James - Ocasionalmente, sim. Há uma cena com uma orientadora educacional que dá uma ``dura" em Arthur. Em entrevista sete semanas antes da filmagem, ela nos dissera que iria pôr as coisas a limpo. Pedimos para filmar o encontro e ela autorizou.
Quando rodamos, ela agiu de forma bem diferente, conversando calmamente. Ao fim da cena, eu disse a ela: ``É isso que você queria dizer?" E rodamos de novo.
Folha - A polêmica em torna da não-indicacão do filme para o Oscar não acabou sendo até melhor que o próprio prêmio?

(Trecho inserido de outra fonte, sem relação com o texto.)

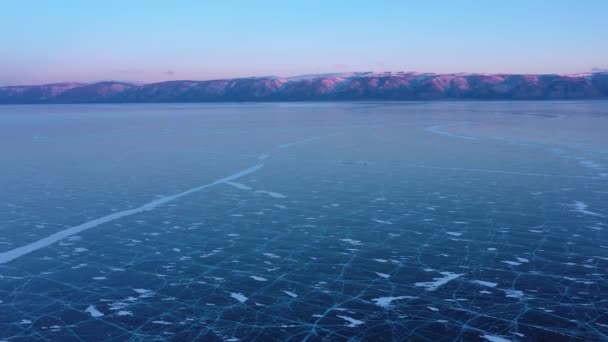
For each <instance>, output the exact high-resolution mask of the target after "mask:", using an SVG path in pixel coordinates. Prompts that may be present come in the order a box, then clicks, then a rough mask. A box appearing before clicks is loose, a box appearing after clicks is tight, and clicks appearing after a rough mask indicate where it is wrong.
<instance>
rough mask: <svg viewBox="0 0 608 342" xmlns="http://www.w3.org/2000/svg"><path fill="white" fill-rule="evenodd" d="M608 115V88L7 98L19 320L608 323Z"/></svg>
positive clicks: (29, 324)
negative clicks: (364, 98) (583, 90)
mask: <svg viewBox="0 0 608 342" xmlns="http://www.w3.org/2000/svg"><path fill="white" fill-rule="evenodd" d="M606 131H608V105H607V103H605V102H601V101H595V102H533V103H532V102H500V103H498V102H496V103H494V102H483V103H481V102H480V103H477V102H467V103H462V102H458V103H450V102H441V103H316V104H302V103H293V104H256V105H250V104H209V105H197V104H171V105H104V106H88V105H74V106H6V107H0V155H2V158H3V159H2V169H0V189H1V191H0V230H1V231H2V234H0V255H1V256H2V261H3V262H2V263H1V264H0V340H3V339H4V340H8V341H13V340H15V341H18V340H19V341H20V340H24V341H29V340H66V341H71V340H74V341H79V340H95V341H119V340H142V341H143V340H145V341H148V340H151V341H153V340H176V341H182V340H184V341H190V340H202V341H206V340H209V341H229V340H232V341H251V340H260V341H275V340H281V341H302V340H307V341H323V340H338V341H341V340H351V341H374V340H386V341H392V340H396V341H403V340H424V341H453V340H465V341H484V340H486V341H491V342H492V341H499V342H501V341H528V340H530V341H543V340H544V341H602V340H607V339H608V316H606V315H605V313H606V312H607V311H608V304H607V303H606V300H605V298H606V293H608V287H607V286H608V285H607V284H608V282H607V281H606V278H607V275H608V237H607V236H606V232H607V231H608V221H607V217H608V210H607V208H606V203H608V177H605V176H602V174H606V173H607V172H608V169H607V168H606V166H605V165H608V159H607V154H606V149H605V147H606V146H608V137H607V136H606V134H605V132H606ZM262 161H263V163H264V166H263V167H261V164H260V163H262ZM252 165H255V166H254V169H248V168H249V167H250V166H252ZM235 170H243V172H236V173H235ZM226 175H232V176H229V177H226ZM197 184H204V185H202V186H201V185H197ZM211 185H213V186H211ZM215 185H217V186H215ZM202 187H204V188H202ZM184 189H190V190H184ZM271 194H274V195H275V196H274V197H273V196H272V195H271ZM277 194H278V195H280V196H277ZM186 195H187V196H186ZM144 203H148V204H144ZM142 204H144V205H142ZM82 225H84V228H86V229H82V230H81V229H76V230H74V229H73V228H75V227H81V228H82ZM93 227H94V228H95V229H91V228H93ZM54 237H56V238H54ZM49 242H50V243H49ZM25 246H31V247H30V249H28V250H24V249H23V247H25Z"/></svg>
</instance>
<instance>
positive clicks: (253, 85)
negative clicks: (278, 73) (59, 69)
mask: <svg viewBox="0 0 608 342" xmlns="http://www.w3.org/2000/svg"><path fill="white" fill-rule="evenodd" d="M574 99H608V72H597V73H584V74H574V75H557V74H546V75H529V74H465V73H459V74H434V73H415V72H386V73H373V72H359V73H339V74H319V75H304V76H297V77H274V76H269V77H251V78H235V79H220V80H209V81H187V80H184V81H167V82H158V83H150V84H134V83H127V82H115V81H104V82H97V83H89V84H85V83H53V84H44V85H29V86H5V87H0V104H41V103H130V102H134V103H153V102H229V101H230V102H240V101H350V100H395V101H407V100H574Z"/></svg>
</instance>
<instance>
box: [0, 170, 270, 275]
mask: <svg viewBox="0 0 608 342" xmlns="http://www.w3.org/2000/svg"><path fill="white" fill-rule="evenodd" d="M263 166H264V164H258V165H255V166H252V167H250V168H247V169H244V170H241V171H239V172H237V173H235V174H232V175H230V176H227V177H224V178H221V179H218V180H216V181H214V182H212V183H209V184H205V185H201V186H197V187H195V188H192V189H189V190H186V191H183V192H180V193H178V194H175V195H170V196H165V197H162V198H159V199H157V200H154V201H152V202H149V203H146V204H144V205H142V206H140V207H137V208H134V209H128V210H123V211H119V212H115V213H112V214H109V215H106V216H102V217H99V218H96V219H94V220H91V221H88V222H85V223H82V224H79V225H77V226H73V227H70V228H67V229H64V230H62V231H59V232H57V233H55V234H51V235H49V236H47V237H45V238H42V239H40V240H38V241H34V242H32V243H29V244H27V245H24V246H21V247H17V248H15V249H12V250H10V251H6V252H4V253H0V264H4V263H7V262H9V261H12V260H14V259H17V258H19V257H22V256H24V255H26V254H29V253H32V252H35V251H37V250H39V249H42V248H44V247H48V246H50V245H52V244H54V243H56V242H58V241H61V240H63V239H65V238H68V237H70V236H72V235H75V234H78V233H81V232H83V231H85V230H88V229H91V228H94V227H97V226H99V225H101V224H104V223H108V222H111V221H115V220H118V219H120V218H123V217H126V216H131V215H134V214H138V213H141V212H144V211H149V210H152V209H154V208H156V207H158V206H159V205H162V204H165V203H169V202H172V201H174V200H176V199H178V198H180V197H183V196H186V195H190V194H192V193H195V192H198V191H201V190H204V189H207V188H209V187H212V186H214V185H217V184H222V183H229V182H231V181H233V180H236V179H238V178H241V177H244V176H246V175H248V174H250V173H253V172H255V171H257V170H259V169H261V168H262V167H263Z"/></svg>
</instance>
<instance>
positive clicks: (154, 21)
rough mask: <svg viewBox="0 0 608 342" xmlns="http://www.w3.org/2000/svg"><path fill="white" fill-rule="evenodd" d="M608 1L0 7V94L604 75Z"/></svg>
mask: <svg viewBox="0 0 608 342" xmlns="http://www.w3.org/2000/svg"><path fill="white" fill-rule="evenodd" d="M607 15H608V1H606V0H580V1H579V0H570V1H562V0H511V1H498V0H496V1H491V0H488V1H482V0H477V1H475V0H469V1H465V0H445V1H441V0H426V1H423V0H410V1H408V0H396V1H391V0H374V1H371V0H367V1H359V0H350V1H348V0H323V1H320V0H289V1H287V0H275V1H270V0H241V1H236V0H221V1H220V0H217V1H215V0H207V1H204V0H200V1H195V0H192V1H186V0H174V1H154V0H147V1H144V0H129V1H126V0H124V1H119V0H106V1H96V0H92V1H81V0H73V1H68V0H53V1H50V0H49V1H47V0H38V1H36V0H29V1H24V0H2V1H0V30H1V32H2V34H0V85H7V84H32V83H48V82H58V81H80V82H91V81H97V80H109V79H114V80H127V81H138V82H153V81H162V80H169V79H213V78H225V77H240V76H265V75H278V76H290V75H299V74H309V73H325V72H347V71H422V72H440V73H442V72H505V73H578V72H587V71H590V70H591V69H592V68H608V43H606V42H608V20H607V19H606V16H607Z"/></svg>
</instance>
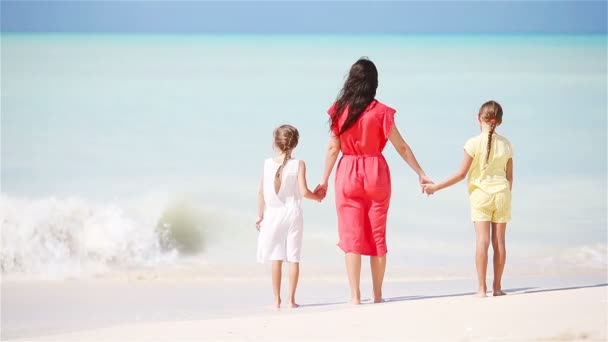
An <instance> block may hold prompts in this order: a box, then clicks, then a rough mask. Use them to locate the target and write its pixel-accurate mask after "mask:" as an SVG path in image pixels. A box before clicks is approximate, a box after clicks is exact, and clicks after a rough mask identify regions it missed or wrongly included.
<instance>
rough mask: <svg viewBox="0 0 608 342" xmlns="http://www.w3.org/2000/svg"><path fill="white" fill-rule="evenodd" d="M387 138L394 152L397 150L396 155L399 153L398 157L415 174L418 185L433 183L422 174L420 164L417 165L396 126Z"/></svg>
mask: <svg viewBox="0 0 608 342" xmlns="http://www.w3.org/2000/svg"><path fill="white" fill-rule="evenodd" d="M388 138H389V140H390V141H391V143H392V144H393V146H394V147H395V150H397V153H399V155H400V156H401V158H403V160H405V162H406V163H407V165H409V166H410V167H411V168H412V170H414V172H416V174H417V175H418V178H419V179H420V184H421V185H422V184H427V183H432V182H433V181H431V179H430V178H429V177H427V175H426V174H425V173H424V170H422V167H420V164H418V161H417V160H416V157H415V156H414V152H413V151H412V149H411V148H410V146H409V145H408V144H407V143H406V142H405V140H404V139H403V137H402V136H401V133H399V130H398V129H397V125H393V127H392V128H391V132H390V134H389V137H388Z"/></svg>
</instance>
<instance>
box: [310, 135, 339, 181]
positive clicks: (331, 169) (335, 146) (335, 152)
mask: <svg viewBox="0 0 608 342" xmlns="http://www.w3.org/2000/svg"><path fill="white" fill-rule="evenodd" d="M339 154H340V138H338V137H337V136H336V135H335V134H333V133H332V134H331V136H330V137H329V143H328V144H327V152H326V153H325V168H324V170H323V177H322V178H321V184H319V186H318V187H317V189H323V191H327V183H328V182H329V177H330V176H331V172H332V171H333V169H334V166H335V165H336V160H337V159H338V155H339ZM315 190H316V189H315Z"/></svg>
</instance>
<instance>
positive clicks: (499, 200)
mask: <svg viewBox="0 0 608 342" xmlns="http://www.w3.org/2000/svg"><path fill="white" fill-rule="evenodd" d="M470 199H471V221H473V222H481V221H488V222H495V223H507V222H509V221H511V191H510V190H509V189H505V190H503V191H500V192H496V193H493V194H488V193H487V192H485V191H483V190H481V189H479V188H478V189H475V190H474V191H473V192H472V193H471V195H470Z"/></svg>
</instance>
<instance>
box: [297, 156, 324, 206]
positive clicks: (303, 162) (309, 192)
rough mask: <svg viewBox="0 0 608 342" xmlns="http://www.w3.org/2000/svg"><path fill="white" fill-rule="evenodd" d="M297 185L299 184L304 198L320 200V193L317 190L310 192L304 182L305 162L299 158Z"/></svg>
mask: <svg viewBox="0 0 608 342" xmlns="http://www.w3.org/2000/svg"><path fill="white" fill-rule="evenodd" d="M298 185H299V186H300V193H301V194H302V196H304V198H308V199H312V200H315V201H321V194H320V193H318V192H312V191H310V189H308V184H307V183H306V164H305V163H304V161H303V160H300V170H299V171H298Z"/></svg>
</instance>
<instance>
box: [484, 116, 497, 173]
mask: <svg viewBox="0 0 608 342" xmlns="http://www.w3.org/2000/svg"><path fill="white" fill-rule="evenodd" d="M495 129H496V119H492V120H490V132H488V149H487V152H486V163H485V164H484V167H488V161H489V160H490V150H491V149H492V135H493V134H494V130H495Z"/></svg>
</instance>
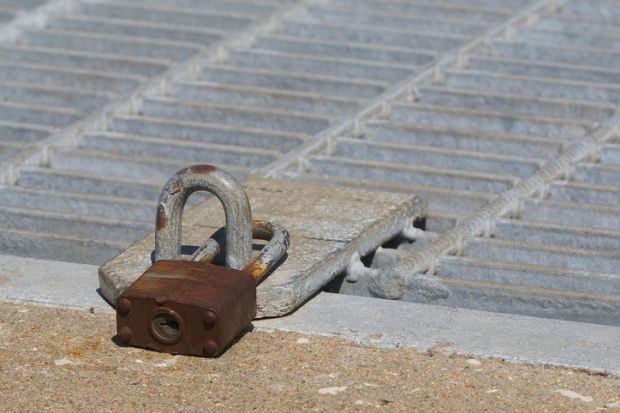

James - Concordo. Acho até que em alguns anos as pessoas vão achar que ganhamos (risos). A polêmica ajudou muito nas bilheterias. Ganhamos tantos prêmios que, acredite, não ligo por não ter sido indicado.
Folha - É verdade que Spike Lee, que aparece rapidamente no filme, pretende fazer uma refilmagem ficcional?
James - Não sei o que vai acontecer, mas Spike assinou para ser o produtor executivo de uma nova versão. Eu estou ligado ao projeto como produtor. Não serei o diretor e provavelmente tampouco Spike.
Folha - Em que pé está seu novo projeto, ``The New Americans"?
James - Fiz um texto de apresentação. É um projeto monstruoso. A idéia é começar com pessoas em seus países de origem, descobrir como são suas vidas, entender por que se mudam para os EUA e o que encontram aqui de verdade, seguindo-os por alguns anos.
Folha - Para terminar: William e Arthur chegaram a jogar na NBA?
James - William está terminando a universidade e pretende organizar a fundação Hoop Dreams para ajudar os estudos de crianças. Ele recebeu uma série de propostas de trabalho, até da Nike, e pode se tornar comentarista de TV em Chicago. Arthur está jogando numa liga semiprofissional que serve como teste para jogar na NBA. Um time da NBA até já lhe prometeu uma chance.